Kegagalan bukan berarti Tuhan meninggalkan Anda, tetapi Dia mempunyai rencana lebih baik.
Kegagalan bukan bearti anda tidak mencapai apa-apa, tetapi anda sudah mempelajari sesuatu
(Dr. Robert Schuller)
Siapa orang yang tidak ingin sukses dan bahagia dalam hidupnya?. Berbagai upaya dilakukan untuk menuju “kesana”. Mulai dari kandungan ibu sampai dewasa, beragam upaya ditujukan untuk kesuksesan dan kebahagiaan. Doa seorang ibu akan selalu mengiringi sang anak yang akan lahir kedunia agar sang anak dapat bahagia dunia dan akhirat. Saat sang anak beranjak memasuki dunia pendidikan, maka sang anak dituntut kelak untuk sukses dan bahagia. Menaikkan dan memperkuat IQ sang anak, orang tua tidak segan-segan mengeluarkan dana agar kesuksesan dan kebahagiaan sang anak dapat diwujudkan.
Namun, kenyataan hidup berkata lain. Dalam perjalanan hidupnya, seseorang tidak luput mengalami dan menjumpai kegagalan. Harus diakui, kegagalan adalah sesuatu yang tidak mengenakkan, menyakitkan dan menyedihkan. Sehingga tidak mengherankan bila eksistensi kegagalan selalu ditolak manusia bahkan ada kecenderungan menyingkirkan kegagalan. Kegagalan identik dengan kebodohan, kemalasan, kecerobohan dan ketidakmampuan seseorang. Padahal tidak demikian keberadaan dari kegagalan. Kegagalan adalah suatu kondisi pembelajaran bagi seseorang yang mau belajar dengan kegagalan itu sendiri.
Semakin sukses seseorang maka akan sering berjumpa dengan yang namanya kegagalan. Orang sukses tidak akan terlena dengan kegagalan yang menghampirinya. Orang sukses akan berbenah diri dan menyusun rencana baru guna melepaskan diri dari kegagalan. Kegagalan dijadikan cambuk untuk terus melangkah maju.
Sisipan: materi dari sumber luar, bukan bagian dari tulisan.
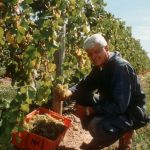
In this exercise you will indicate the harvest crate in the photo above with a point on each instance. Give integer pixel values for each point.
(30, 141)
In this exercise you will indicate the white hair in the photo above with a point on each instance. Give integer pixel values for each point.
(95, 39)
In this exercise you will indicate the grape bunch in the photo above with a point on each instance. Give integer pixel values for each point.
(45, 125)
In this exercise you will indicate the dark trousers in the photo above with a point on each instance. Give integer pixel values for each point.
(100, 129)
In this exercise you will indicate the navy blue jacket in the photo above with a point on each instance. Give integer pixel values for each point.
(118, 88)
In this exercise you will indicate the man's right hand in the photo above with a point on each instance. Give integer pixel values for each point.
(62, 92)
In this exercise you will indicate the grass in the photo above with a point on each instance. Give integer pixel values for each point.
(141, 140)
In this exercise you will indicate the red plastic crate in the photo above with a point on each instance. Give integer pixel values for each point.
(30, 141)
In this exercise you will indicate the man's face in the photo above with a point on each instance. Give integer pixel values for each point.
(98, 56)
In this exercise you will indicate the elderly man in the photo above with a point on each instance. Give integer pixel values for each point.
(118, 107)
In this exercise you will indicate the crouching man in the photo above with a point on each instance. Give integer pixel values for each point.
(118, 107)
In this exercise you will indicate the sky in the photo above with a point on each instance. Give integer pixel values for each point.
(136, 13)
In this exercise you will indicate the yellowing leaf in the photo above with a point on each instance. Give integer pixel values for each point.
(10, 38)
(29, 101)
(24, 107)
(51, 67)
(23, 90)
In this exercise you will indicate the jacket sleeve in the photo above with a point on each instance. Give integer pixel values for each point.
(83, 90)
(121, 93)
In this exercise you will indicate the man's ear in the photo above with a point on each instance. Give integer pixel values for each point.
(106, 47)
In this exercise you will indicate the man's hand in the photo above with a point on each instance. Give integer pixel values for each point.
(62, 92)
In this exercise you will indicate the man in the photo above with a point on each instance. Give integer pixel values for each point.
(119, 106)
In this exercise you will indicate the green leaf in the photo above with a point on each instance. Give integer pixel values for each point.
(19, 38)
(25, 107)
(1, 33)
(29, 1)
(29, 101)
(22, 30)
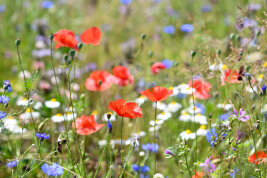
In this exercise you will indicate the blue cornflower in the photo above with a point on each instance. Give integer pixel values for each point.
(169, 29)
(126, 2)
(150, 147)
(2, 115)
(42, 136)
(12, 164)
(7, 86)
(212, 136)
(187, 28)
(224, 117)
(53, 170)
(2, 8)
(4, 99)
(109, 126)
(206, 8)
(167, 63)
(47, 4)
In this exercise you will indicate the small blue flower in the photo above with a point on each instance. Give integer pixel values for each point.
(212, 136)
(42, 136)
(150, 147)
(206, 8)
(12, 164)
(126, 2)
(187, 28)
(224, 117)
(53, 170)
(2, 8)
(2, 115)
(169, 29)
(47, 4)
(167, 63)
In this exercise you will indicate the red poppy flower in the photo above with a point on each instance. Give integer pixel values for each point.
(86, 125)
(259, 159)
(91, 36)
(65, 38)
(122, 76)
(157, 93)
(201, 88)
(99, 81)
(198, 175)
(125, 109)
(156, 67)
(230, 76)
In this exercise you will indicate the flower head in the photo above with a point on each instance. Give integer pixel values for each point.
(65, 38)
(53, 170)
(12, 164)
(91, 36)
(86, 125)
(241, 115)
(122, 76)
(157, 93)
(99, 81)
(125, 109)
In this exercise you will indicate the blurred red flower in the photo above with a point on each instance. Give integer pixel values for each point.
(156, 67)
(91, 36)
(86, 125)
(157, 93)
(125, 109)
(259, 159)
(122, 76)
(230, 76)
(65, 38)
(198, 175)
(201, 88)
(99, 81)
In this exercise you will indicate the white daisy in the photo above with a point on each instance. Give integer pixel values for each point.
(141, 100)
(200, 119)
(112, 118)
(164, 116)
(57, 118)
(185, 135)
(185, 117)
(202, 131)
(53, 103)
(160, 105)
(174, 106)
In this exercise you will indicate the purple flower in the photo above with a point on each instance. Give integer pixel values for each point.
(42, 136)
(53, 170)
(187, 28)
(207, 165)
(169, 29)
(241, 115)
(2, 115)
(12, 164)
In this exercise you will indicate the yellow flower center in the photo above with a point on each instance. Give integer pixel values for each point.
(53, 100)
(188, 132)
(203, 127)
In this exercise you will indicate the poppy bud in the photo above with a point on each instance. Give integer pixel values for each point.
(17, 42)
(51, 37)
(80, 46)
(72, 53)
(143, 36)
(193, 53)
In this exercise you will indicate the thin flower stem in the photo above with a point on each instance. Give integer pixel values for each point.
(194, 113)
(154, 138)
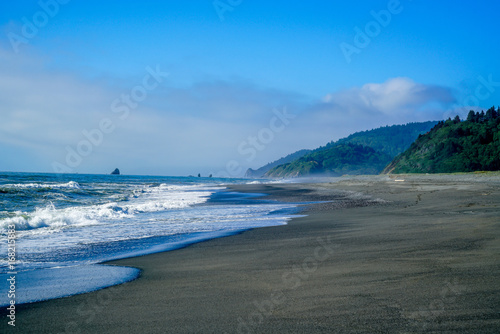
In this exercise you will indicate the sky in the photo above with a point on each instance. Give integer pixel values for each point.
(215, 87)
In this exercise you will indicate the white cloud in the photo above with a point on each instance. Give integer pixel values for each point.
(395, 96)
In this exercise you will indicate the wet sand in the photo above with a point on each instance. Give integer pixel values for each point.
(405, 254)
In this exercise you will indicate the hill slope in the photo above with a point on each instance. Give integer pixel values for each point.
(454, 146)
(366, 152)
(264, 169)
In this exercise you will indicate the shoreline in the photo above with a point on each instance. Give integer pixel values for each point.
(400, 263)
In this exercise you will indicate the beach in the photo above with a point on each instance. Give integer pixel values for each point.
(398, 254)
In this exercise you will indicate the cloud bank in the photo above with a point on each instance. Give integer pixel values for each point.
(172, 130)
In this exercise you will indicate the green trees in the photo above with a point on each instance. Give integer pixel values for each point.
(366, 152)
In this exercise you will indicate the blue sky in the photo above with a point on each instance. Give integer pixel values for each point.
(232, 66)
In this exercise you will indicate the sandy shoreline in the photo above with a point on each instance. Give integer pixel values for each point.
(387, 256)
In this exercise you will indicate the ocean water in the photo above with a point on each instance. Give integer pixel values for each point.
(66, 224)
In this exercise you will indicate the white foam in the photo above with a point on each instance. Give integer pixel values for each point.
(150, 199)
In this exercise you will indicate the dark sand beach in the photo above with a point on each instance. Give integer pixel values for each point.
(399, 254)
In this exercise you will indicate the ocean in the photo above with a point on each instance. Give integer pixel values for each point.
(64, 225)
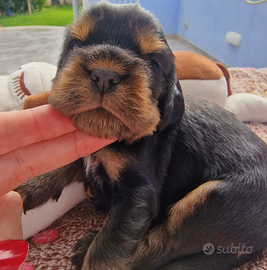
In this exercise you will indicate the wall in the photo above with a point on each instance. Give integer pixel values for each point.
(210, 20)
(166, 11)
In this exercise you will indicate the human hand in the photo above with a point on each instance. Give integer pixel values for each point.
(38, 140)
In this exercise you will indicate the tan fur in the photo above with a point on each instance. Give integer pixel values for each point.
(128, 113)
(82, 27)
(160, 238)
(148, 40)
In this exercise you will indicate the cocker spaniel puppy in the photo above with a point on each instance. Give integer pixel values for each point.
(185, 184)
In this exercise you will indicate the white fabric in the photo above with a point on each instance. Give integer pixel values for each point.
(247, 107)
(40, 218)
(212, 90)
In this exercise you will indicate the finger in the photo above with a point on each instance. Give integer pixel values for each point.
(22, 164)
(21, 128)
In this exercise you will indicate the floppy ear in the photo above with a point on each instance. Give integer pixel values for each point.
(172, 106)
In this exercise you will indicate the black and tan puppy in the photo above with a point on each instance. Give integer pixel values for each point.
(183, 173)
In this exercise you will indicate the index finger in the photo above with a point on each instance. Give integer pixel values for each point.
(22, 128)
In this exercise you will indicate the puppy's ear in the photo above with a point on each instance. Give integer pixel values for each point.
(172, 106)
(65, 49)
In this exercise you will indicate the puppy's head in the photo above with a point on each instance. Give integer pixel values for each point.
(116, 75)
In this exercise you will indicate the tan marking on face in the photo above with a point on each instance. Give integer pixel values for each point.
(105, 64)
(83, 26)
(128, 113)
(149, 41)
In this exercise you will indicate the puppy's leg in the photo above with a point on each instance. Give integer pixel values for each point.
(40, 189)
(133, 208)
(228, 216)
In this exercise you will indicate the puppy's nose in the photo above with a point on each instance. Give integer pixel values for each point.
(104, 81)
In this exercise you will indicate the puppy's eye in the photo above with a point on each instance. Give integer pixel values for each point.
(75, 44)
(155, 63)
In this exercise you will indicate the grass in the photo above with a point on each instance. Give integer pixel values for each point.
(56, 16)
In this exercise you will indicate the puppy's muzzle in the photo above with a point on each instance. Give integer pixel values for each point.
(104, 81)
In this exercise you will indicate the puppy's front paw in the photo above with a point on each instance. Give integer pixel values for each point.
(80, 249)
(33, 194)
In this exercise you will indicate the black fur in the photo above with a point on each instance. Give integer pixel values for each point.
(200, 160)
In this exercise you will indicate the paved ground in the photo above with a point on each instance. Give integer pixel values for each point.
(21, 45)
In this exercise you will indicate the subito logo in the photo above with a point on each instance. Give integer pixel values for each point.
(208, 249)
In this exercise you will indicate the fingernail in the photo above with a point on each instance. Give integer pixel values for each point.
(12, 253)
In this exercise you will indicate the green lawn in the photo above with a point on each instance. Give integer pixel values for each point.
(57, 16)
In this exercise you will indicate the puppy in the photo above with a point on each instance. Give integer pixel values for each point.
(184, 179)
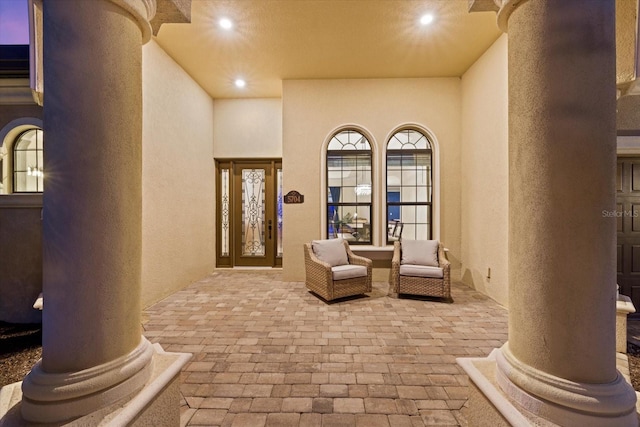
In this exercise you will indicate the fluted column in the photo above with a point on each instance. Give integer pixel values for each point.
(93, 351)
(559, 362)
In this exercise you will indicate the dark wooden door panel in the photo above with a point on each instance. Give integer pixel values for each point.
(628, 227)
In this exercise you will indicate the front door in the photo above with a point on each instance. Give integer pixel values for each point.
(250, 213)
(628, 220)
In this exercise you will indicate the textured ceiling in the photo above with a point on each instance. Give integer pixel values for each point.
(274, 40)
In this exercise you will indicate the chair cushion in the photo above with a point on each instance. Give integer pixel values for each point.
(420, 252)
(331, 251)
(421, 271)
(341, 272)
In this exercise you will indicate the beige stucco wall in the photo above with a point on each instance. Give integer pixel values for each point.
(314, 109)
(485, 173)
(250, 128)
(177, 179)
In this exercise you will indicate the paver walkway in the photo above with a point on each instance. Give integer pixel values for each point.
(268, 353)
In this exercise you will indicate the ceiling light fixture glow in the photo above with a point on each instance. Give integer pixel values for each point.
(426, 19)
(226, 23)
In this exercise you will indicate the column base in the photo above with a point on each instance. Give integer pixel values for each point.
(158, 403)
(495, 400)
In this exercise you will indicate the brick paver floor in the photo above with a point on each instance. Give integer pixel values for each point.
(268, 353)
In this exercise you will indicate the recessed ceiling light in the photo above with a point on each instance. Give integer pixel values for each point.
(426, 19)
(226, 23)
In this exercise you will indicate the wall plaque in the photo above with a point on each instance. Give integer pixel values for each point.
(293, 197)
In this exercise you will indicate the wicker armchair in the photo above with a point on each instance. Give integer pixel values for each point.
(420, 285)
(320, 275)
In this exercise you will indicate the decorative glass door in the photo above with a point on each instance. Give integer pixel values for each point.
(250, 213)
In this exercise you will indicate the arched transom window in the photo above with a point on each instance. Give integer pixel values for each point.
(349, 187)
(409, 186)
(28, 172)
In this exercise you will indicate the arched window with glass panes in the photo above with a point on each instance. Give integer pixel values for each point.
(349, 187)
(28, 171)
(409, 186)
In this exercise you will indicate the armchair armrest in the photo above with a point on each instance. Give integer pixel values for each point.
(394, 273)
(318, 269)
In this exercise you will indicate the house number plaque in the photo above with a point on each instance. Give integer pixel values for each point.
(293, 197)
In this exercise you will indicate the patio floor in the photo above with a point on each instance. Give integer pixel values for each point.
(268, 353)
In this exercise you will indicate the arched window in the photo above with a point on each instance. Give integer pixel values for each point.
(28, 172)
(409, 186)
(349, 187)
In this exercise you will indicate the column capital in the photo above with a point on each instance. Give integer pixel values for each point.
(143, 12)
(504, 8)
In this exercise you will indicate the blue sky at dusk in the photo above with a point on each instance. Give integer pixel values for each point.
(14, 22)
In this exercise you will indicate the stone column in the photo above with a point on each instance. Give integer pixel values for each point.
(559, 362)
(93, 352)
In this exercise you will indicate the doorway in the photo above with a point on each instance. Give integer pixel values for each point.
(249, 211)
(628, 227)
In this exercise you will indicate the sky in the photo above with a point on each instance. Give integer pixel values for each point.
(14, 22)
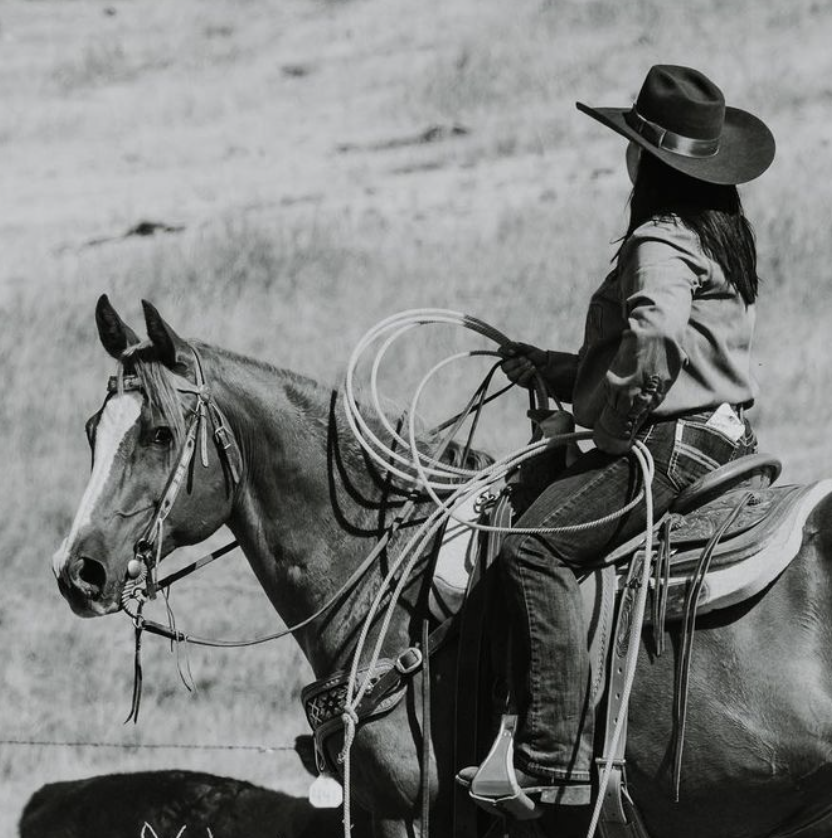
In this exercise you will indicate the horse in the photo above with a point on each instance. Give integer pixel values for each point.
(308, 507)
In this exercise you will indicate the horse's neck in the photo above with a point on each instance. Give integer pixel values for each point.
(310, 509)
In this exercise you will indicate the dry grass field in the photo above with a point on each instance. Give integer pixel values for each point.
(328, 163)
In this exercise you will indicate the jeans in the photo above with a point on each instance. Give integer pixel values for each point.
(550, 666)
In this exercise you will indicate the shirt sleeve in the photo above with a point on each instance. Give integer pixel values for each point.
(662, 267)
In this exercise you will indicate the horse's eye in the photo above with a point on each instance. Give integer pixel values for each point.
(162, 436)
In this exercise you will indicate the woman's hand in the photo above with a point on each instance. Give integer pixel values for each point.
(521, 361)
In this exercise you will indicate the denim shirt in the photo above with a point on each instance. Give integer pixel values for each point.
(666, 334)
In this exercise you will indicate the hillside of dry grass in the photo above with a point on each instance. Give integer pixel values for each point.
(331, 163)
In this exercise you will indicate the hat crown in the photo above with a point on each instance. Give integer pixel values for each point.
(682, 100)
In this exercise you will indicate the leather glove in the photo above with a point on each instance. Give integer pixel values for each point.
(521, 361)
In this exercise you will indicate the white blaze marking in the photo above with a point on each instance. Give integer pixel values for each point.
(119, 415)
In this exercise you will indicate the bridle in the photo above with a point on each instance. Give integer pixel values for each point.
(142, 569)
(142, 583)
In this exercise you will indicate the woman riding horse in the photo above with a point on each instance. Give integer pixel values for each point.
(666, 361)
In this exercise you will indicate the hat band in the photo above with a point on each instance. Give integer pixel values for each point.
(670, 140)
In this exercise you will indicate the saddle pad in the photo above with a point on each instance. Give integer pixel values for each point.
(455, 559)
(743, 566)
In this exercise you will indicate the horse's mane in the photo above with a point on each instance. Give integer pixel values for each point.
(310, 397)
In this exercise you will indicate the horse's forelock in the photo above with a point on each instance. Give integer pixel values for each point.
(159, 387)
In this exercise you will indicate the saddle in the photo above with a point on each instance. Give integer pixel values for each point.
(723, 541)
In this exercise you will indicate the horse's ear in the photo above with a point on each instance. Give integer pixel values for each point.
(171, 350)
(114, 333)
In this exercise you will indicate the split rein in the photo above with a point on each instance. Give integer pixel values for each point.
(447, 485)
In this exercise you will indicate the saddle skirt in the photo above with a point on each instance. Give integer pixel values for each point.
(752, 553)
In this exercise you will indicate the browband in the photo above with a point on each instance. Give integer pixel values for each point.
(670, 140)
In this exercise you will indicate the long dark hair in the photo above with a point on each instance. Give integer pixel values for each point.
(712, 211)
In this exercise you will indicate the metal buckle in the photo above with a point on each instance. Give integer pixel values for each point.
(409, 661)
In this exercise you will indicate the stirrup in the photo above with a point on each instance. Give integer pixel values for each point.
(495, 786)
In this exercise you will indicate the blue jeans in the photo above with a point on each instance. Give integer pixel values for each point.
(550, 677)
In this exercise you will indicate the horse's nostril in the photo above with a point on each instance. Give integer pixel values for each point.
(91, 572)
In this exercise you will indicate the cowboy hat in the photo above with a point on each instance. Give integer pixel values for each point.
(681, 118)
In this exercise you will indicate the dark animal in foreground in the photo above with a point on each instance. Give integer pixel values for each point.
(119, 806)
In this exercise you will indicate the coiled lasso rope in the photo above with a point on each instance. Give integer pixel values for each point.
(426, 473)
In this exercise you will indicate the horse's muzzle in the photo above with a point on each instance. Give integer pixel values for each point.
(83, 582)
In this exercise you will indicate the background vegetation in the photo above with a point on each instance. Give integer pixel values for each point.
(332, 163)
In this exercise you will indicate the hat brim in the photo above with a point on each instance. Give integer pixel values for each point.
(746, 146)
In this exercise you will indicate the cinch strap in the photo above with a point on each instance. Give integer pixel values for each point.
(670, 140)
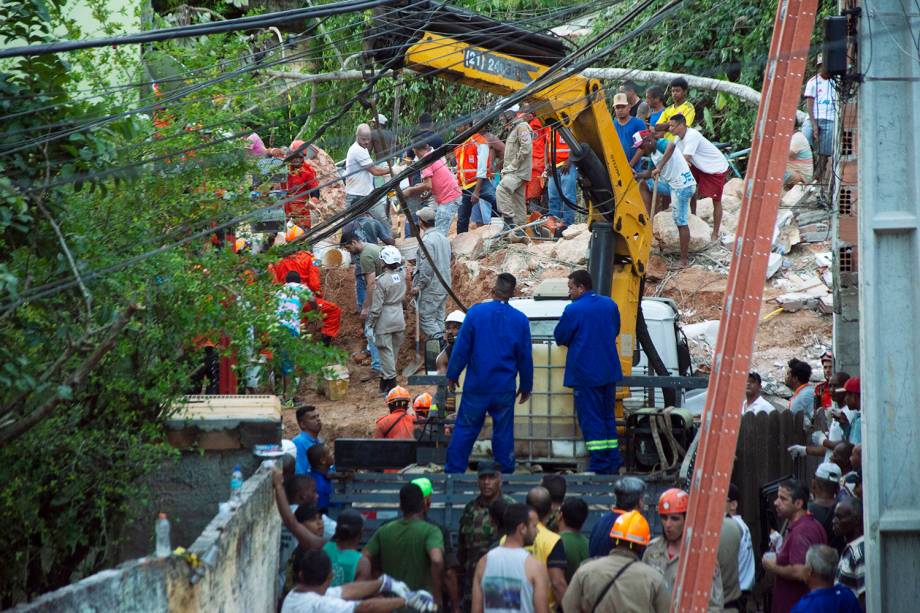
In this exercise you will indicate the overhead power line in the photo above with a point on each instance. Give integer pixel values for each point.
(217, 27)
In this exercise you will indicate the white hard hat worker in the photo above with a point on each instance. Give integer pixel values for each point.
(390, 255)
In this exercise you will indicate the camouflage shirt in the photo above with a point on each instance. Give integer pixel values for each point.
(477, 534)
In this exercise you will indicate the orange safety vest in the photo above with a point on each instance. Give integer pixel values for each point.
(468, 160)
(562, 150)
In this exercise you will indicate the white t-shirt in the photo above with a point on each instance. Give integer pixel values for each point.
(676, 173)
(760, 405)
(358, 180)
(825, 97)
(311, 602)
(702, 153)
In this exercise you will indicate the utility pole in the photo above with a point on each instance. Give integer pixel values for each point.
(889, 302)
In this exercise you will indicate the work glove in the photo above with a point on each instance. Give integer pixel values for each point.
(421, 601)
(394, 586)
(776, 540)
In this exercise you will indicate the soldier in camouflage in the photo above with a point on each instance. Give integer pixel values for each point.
(477, 533)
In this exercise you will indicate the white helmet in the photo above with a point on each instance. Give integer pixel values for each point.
(456, 317)
(390, 255)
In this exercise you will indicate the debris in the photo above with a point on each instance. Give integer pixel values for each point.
(666, 236)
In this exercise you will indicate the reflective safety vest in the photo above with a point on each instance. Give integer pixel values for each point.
(562, 150)
(468, 160)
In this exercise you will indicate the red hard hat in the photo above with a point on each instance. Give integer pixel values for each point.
(673, 501)
(398, 393)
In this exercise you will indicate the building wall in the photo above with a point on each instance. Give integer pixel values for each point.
(241, 555)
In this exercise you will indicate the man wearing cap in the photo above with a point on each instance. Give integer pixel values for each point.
(367, 256)
(476, 534)
(451, 330)
(626, 124)
(629, 495)
(430, 293)
(824, 489)
(663, 553)
(821, 105)
(588, 328)
(385, 316)
(441, 182)
(753, 401)
(494, 348)
(620, 581)
(516, 171)
(675, 172)
(360, 171)
(680, 105)
(475, 158)
(708, 165)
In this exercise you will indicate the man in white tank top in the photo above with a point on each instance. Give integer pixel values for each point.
(508, 578)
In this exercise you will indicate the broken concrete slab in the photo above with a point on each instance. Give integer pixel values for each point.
(667, 239)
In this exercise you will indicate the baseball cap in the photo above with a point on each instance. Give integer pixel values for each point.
(488, 467)
(828, 471)
(850, 387)
(423, 484)
(426, 214)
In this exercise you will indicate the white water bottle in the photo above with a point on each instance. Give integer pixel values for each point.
(236, 484)
(162, 533)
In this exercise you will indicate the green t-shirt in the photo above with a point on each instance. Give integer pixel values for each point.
(402, 547)
(344, 563)
(576, 551)
(370, 259)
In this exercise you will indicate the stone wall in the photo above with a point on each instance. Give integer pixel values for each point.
(240, 564)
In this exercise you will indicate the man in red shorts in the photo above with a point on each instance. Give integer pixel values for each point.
(302, 263)
(708, 165)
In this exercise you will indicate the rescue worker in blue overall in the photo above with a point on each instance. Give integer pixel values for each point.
(589, 327)
(494, 348)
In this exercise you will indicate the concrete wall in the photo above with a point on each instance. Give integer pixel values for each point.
(241, 564)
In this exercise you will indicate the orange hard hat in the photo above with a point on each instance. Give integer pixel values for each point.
(673, 501)
(631, 527)
(293, 233)
(422, 401)
(397, 394)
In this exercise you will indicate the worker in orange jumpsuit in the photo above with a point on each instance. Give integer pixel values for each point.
(302, 262)
(535, 186)
(399, 423)
(301, 186)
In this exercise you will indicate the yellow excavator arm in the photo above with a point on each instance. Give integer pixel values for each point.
(577, 104)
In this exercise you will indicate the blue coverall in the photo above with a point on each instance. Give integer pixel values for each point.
(494, 347)
(589, 327)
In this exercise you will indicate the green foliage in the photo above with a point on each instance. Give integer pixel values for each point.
(117, 191)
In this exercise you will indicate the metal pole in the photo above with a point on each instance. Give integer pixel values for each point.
(889, 292)
(741, 311)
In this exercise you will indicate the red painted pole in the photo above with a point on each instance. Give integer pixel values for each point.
(783, 78)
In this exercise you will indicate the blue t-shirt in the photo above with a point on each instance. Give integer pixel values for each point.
(323, 489)
(625, 132)
(303, 442)
(837, 599)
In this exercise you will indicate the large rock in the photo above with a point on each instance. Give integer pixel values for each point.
(667, 239)
(574, 250)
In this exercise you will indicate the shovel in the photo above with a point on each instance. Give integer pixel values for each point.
(413, 366)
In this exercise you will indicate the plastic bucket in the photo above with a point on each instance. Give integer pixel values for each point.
(336, 258)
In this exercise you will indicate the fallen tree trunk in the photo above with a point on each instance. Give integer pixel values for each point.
(742, 92)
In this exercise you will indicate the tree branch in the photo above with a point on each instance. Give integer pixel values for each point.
(23, 425)
(87, 297)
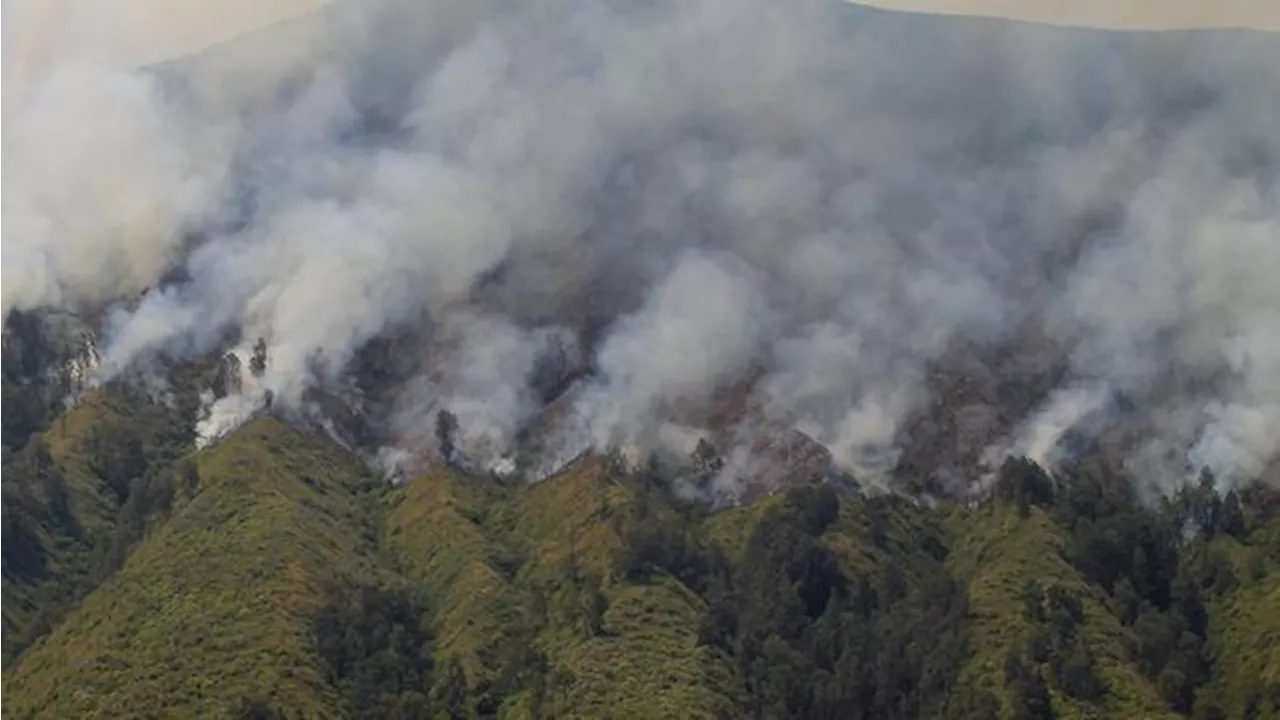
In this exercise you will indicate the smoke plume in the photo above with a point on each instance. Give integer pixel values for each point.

Berbeda dengan orang yang tidak sukses (orang yang gagal), mereka terlena dengan kegagalan. Orang gagal ini cenderung terjebak dalam pola pikir negatif atas kegagalan yang dialaminya. Oleh David J. Schwartz, Ph.D pakar leadership tingkat dunia dikatakan bahwa orang semacam ini akan menderita penyakit pikiran yang mematikan otak yang juga disebut penyakit yang mencari “kambing hitam” kegagalan. Akhirnya aksi menyalahkan pada banyak pihak bahkan pada Sang Pencipta-pun turut dipersalahkan dengan kegagalan yang menimpanya.
Terpenting dalam menghadapi kegagalan adalah pensikapan terhadap kegagalan tersebut. Keterlenaan akan memberikan dampak negatif yang berupa penyakit mencari “kambing hitam”. Sudah barang tentu yang namanya penyakit akan memberikan multiple efect bagi penderita. Keragu-raguan akan mewarnai jalan hidup padahal hanya berpikir ragu-ragu saja akan mendatangkan kegagalan apalagi menjalani hidup dengan penuh keraguan. Pola kerja otak yang mengarah negatif (berpikir negatif) pun mulai bergerak dan dampaknya sangat luar biasa kinerja individu akan cenderung tidak produktif (menurun).
Ada pepatah yang mengatakan kegagalan adalah sukses yang tertunda adalah obat bagi orang-orang yang tidak terpaku pada kegagalan karena pepatah tersebut belum titik masih koma. Kesuksesan yang tertunda adalah benar bila yang bersangkutan bereaksi keluar dari kegagalan. Ada action bangkit dari kegagalan. Menebas keterlenaan akan kegagalan dan terus berusaha mencari titik sukses. Orang sukses tidak terlena dengan kegagalan. Orang sukses selalu berpikir positif terhadap kegagalan karena dengan kegagalan akan membuat manusia mampu mengetahui batas kemampuan dirinya. Jadi mengapa kita harus takut dengan kegagalan. Mari kita sambut kehadiran kegagalan dalam kehidupan ini, karena kegagalan adalah suatu kondisi positif yang menempa seseorang untuk menuju kesuksesan.